[PATCH tip/locking/core v4 1/6] powerpc: atomic: Make xchg and cmpxchg a full barrier

Fri Oct 16 01:50:44 AEDT 2015

On Thu, Oct 15, 2015 at 11:35:10AM +0100, Will Deacon wrote:
> Dammit guys, it's never simple is it?

I re-read this and it's even more confusing than I first thought.

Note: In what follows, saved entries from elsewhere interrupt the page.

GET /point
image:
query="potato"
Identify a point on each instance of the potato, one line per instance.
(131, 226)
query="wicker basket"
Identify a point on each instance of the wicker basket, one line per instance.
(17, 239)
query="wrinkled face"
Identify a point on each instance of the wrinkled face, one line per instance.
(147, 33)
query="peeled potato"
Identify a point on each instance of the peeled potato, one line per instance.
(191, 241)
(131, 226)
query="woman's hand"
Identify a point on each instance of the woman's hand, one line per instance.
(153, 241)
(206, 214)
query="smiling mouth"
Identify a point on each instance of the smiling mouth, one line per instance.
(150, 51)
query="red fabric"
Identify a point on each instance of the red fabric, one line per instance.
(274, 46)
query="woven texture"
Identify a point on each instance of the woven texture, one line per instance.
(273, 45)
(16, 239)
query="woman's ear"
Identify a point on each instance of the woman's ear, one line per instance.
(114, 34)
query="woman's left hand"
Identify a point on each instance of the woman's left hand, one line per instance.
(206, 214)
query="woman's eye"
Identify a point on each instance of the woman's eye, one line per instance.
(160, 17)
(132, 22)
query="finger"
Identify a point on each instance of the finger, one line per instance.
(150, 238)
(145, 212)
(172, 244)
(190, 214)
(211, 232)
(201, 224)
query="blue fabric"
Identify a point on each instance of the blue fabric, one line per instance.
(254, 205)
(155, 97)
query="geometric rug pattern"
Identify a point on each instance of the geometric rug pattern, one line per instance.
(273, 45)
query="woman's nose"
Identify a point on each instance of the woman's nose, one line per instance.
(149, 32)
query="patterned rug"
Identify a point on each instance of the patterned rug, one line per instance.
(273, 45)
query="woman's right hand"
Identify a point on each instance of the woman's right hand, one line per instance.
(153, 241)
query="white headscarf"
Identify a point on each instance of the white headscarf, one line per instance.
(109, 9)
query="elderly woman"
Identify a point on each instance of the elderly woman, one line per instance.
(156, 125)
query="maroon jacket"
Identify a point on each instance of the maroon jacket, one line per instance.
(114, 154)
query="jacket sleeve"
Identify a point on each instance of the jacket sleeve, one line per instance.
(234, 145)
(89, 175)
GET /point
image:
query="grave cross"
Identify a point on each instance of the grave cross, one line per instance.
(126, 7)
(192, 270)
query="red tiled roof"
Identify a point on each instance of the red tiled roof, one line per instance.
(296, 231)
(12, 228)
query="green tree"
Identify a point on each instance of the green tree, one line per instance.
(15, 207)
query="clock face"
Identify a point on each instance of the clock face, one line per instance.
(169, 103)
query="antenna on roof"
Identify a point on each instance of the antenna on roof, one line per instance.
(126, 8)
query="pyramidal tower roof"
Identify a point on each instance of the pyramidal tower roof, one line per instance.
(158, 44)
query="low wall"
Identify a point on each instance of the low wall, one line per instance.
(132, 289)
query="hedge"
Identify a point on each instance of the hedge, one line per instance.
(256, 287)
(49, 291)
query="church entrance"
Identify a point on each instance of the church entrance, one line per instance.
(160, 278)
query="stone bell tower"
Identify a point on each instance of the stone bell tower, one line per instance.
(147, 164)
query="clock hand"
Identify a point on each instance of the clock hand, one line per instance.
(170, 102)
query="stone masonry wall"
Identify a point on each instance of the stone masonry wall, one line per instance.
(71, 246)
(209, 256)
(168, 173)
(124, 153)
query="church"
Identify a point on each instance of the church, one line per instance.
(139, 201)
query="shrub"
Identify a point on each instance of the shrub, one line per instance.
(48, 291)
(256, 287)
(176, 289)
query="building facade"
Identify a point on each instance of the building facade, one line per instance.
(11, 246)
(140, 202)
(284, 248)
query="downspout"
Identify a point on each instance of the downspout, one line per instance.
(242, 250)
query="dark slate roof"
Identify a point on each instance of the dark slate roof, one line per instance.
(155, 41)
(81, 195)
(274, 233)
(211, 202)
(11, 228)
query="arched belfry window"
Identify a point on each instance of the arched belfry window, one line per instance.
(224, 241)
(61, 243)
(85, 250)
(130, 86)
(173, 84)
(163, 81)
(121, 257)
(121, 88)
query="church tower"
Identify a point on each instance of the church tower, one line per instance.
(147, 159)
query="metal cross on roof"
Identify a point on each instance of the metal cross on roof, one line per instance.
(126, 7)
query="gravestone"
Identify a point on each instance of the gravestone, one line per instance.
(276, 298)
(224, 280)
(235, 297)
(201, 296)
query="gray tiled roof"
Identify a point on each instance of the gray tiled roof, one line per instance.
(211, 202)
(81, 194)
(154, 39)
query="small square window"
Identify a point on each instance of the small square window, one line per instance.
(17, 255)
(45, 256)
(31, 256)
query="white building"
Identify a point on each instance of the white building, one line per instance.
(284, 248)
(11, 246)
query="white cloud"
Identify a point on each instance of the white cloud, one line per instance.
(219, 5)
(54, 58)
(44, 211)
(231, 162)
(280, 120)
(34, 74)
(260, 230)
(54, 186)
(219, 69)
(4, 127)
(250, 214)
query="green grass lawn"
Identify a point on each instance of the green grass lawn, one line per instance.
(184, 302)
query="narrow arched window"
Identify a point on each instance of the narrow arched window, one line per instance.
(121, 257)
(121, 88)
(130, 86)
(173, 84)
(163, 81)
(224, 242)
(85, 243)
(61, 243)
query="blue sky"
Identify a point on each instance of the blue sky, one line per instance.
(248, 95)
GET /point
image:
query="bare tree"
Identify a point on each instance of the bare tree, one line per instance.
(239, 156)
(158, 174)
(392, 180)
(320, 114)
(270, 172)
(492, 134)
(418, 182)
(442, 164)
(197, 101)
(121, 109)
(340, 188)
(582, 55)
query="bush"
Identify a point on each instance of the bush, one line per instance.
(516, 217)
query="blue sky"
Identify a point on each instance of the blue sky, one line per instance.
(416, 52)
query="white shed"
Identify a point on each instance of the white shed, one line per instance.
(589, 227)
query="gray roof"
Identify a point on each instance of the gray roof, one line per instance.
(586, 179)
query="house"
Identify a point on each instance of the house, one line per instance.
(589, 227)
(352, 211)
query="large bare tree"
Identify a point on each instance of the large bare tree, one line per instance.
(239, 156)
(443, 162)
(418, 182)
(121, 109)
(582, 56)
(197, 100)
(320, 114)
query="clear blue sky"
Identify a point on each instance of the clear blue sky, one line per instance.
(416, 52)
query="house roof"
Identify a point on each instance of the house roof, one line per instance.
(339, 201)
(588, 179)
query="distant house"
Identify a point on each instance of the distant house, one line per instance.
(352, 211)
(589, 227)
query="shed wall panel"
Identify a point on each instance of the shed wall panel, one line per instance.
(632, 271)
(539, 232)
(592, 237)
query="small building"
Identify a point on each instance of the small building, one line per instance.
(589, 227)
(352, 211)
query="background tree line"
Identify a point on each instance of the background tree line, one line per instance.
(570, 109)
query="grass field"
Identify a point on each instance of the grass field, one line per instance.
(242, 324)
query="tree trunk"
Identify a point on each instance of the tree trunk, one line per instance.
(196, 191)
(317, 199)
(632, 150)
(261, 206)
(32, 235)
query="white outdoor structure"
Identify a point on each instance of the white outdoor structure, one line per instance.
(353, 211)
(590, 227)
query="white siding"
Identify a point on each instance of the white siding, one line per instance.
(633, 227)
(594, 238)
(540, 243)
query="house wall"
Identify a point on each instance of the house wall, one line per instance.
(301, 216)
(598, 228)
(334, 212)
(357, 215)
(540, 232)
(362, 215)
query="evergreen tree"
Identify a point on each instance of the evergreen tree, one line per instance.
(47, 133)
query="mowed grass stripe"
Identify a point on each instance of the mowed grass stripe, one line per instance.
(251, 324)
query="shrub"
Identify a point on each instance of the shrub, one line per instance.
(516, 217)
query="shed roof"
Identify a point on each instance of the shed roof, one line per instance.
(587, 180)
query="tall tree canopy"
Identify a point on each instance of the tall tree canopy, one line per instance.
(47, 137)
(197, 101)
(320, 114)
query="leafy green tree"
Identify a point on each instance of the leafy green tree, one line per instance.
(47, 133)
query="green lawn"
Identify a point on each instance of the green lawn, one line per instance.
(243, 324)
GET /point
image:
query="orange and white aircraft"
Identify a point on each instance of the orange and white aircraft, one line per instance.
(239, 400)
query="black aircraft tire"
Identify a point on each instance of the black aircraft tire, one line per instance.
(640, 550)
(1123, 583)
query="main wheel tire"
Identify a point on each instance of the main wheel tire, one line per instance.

> On Wed, Oct 14, 2015 at 02:44:53PM -0700, Paul E. McKenney wrote:
> > To that end, the herd tool can make a diagram of what it thought
> > happened, and I have attached it.  I used this diagram to try and force
> > this scenario at https://www.cl.cam.ac.uk/~pes20/ppcmem/index.html#PPC,
> > and succeeded.  Here is the sequence of events:
> > 
> > o	Commit P0's write.  The model offers to propagate this write
> > 	to the coherence point and to P1, but don't do so yet.
> > 
> > o	Commit P1's write.  Similar offers, but don't take them up yet.
> > 
> > o	Commit P0's lwsync.
> > 
> > o	Execute P0's lwarx, which reads a=0.  Then commit it.
> > 
> > o	Commit P0's stwcx. as successful.  This stores a=1.
> 
> On arm64, this is a conditional-store-*release* and therefore cannot be
> observed before the initial write to x...
> 
> > o	Commit P0's branch (not taken).
> > 
> > o	Commit P0's final register-to-register move.
> > 
> > o	Commit P1's sync instruction.
> > 
> > o	There is now nothing that can happen in either processor.
> > 	P0 is done, and P1 is waiting for its sync.  Therefore,
> > 	propagate P1's a=2 write to the coherence point and to
> > 	the other thread.
> 
> ... therefore this is illegal, because you haven't yet propagated that
> prior write...

I misread this as a propagation of PO's conditional store. What actually
happens on arm64, is that the early conditional store can only succeed
once it is placed into the coherence order of the location which it is
updating (but note that this is subtly different from multi-copy
atomicity!).

So, given that the previous conditional store succeeded, the coherence
order on A must be either {0, 1, 2} or {0, 2, 1}.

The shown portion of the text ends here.